This regulatory action targets the long-standing "random jump" problem in mobile internet applications. During the "618" period, some APPs design close buttons, claim entry points, play buttons, and activity prompts in splash screen ads, pop-up activities, promotional entrances, and task reward pages in a way that is easy to misclick, or trigger third-party page jumps through high-sensitivity "shake," swipe, full-screen hot zones, and other interactive methods. This causes users to enter e-commerce pages, ad pages, download pages, or other service entrances without full knowledge or active choice. With the increased frequency of e-commerce promotions during "618," platform placements, brand marketing, traffic guidance, and cross-APP jumps become more intensive. Once information windows are overly commercialized, it can amplify user experience issues such as accidental touches, inducement, and forced jumps, affecting normal APP usage and weakening the compliance boundaries of platform services.

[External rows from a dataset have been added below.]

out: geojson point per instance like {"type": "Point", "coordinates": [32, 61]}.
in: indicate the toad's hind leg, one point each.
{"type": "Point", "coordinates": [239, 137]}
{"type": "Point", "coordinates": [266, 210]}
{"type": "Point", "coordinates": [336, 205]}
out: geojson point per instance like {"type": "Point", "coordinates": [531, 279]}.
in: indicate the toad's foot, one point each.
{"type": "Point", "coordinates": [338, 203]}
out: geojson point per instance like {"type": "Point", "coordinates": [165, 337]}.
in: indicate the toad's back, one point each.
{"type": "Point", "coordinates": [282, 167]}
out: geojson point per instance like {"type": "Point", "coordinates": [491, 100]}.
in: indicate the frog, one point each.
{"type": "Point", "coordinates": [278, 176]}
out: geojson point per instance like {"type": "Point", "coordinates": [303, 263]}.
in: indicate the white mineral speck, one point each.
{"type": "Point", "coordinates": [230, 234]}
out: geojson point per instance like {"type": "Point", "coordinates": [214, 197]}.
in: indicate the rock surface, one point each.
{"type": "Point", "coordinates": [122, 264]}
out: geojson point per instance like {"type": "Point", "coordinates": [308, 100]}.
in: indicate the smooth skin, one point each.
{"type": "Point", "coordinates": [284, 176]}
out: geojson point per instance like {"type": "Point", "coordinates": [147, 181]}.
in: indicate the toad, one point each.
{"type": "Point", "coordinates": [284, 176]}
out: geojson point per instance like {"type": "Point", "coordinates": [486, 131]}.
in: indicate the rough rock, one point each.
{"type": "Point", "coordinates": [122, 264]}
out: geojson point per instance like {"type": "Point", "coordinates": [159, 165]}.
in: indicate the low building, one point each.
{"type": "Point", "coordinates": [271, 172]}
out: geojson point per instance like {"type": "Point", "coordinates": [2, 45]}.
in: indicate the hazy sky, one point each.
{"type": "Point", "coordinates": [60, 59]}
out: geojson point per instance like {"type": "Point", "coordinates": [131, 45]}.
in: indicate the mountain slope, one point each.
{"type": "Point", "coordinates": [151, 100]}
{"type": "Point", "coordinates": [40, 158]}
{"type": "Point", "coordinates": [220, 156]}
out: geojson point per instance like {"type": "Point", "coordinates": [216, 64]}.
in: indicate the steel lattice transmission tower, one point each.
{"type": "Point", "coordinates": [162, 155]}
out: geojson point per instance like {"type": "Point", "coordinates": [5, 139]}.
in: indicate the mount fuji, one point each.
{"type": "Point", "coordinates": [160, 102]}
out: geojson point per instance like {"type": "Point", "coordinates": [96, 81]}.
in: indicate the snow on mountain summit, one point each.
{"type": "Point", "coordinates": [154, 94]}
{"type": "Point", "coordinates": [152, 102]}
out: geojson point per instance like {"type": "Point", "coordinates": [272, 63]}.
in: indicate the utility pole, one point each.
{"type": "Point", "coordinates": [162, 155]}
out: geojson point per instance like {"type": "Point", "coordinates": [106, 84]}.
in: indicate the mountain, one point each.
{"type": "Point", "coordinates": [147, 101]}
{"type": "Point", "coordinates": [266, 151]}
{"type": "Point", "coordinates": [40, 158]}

The meeting reported clues related to issues found during routine inspections and required relevant companies to immediately conduct self-inspections and rectifications, and to comprehensively review all types of information window styles that are already online or about to go online.

The governance focus will be on three levels: First, companies need to check each item of information window styles, trigger actions, jump targets, and close paths to avoid using misleading text, images, buttons, and links; second, platforms and terminal companies need to establish online inspection mechanisms to promptly remove non-compliant styles and prevent batch-deployed pop-up styles during events from bypassing review; third, companies should improve internal review and compliance management mechanisms, incorporating the interaction rules of APP information windows into the full-process management of product design, ad placement, event operations, version launches, and third-party SDK integration. Previous relevant regulations have clarified that splash screen and pop-up information windows should provide clear and effective close buttons, and must not use high-sensitivity "shake" or other methods prone to accidental triggering to induce user operations; industry evaluation standards also provide reference requirements for "shake" trigger parameters, including device acceleration, rotation angle, and operation time, to reduce the probability of accidental jumps when users are walking, riding, picking up, or putting down their phones.

For internet platforms, APP information windows are not just ad display spaces; they are also part of user experience, data compliance, and platform governance capabilities. The higher the traffic conversion pressure during promotional periods, the more platforms need to clarify the boundary between user active choice and commercial traffic diversion. If information windows rely on accidental triggers and forced jumps for traffic over the long term, it may boost click data in the short term but will damage user trust and increase the risk of complaints, notifications, rectifications, and removals. As regulation extends from spot checks and notifications to pre-meeting reminders, in-meeting supervision, pre-launch reviews, and online inspections, APP operators need to front-load compliance requirements into the product design phase, rather than passively making modifications after being notified.

The effectiveness of subsequent rectifications will depend on the scope of platform self-inspections, the speed of removing non-compliant styles, the collaborative review between smart terminal manufacturers and app stores, and the binding force on third-party ad SDKs. As the "618" promotion continues, APP splash screens, pop-ups, jumps, and shopping guide links will become important checkpoints for user rights protection, and the presentation of information windows will shift from crude traffic diversion to more transparent and controllable service entrances.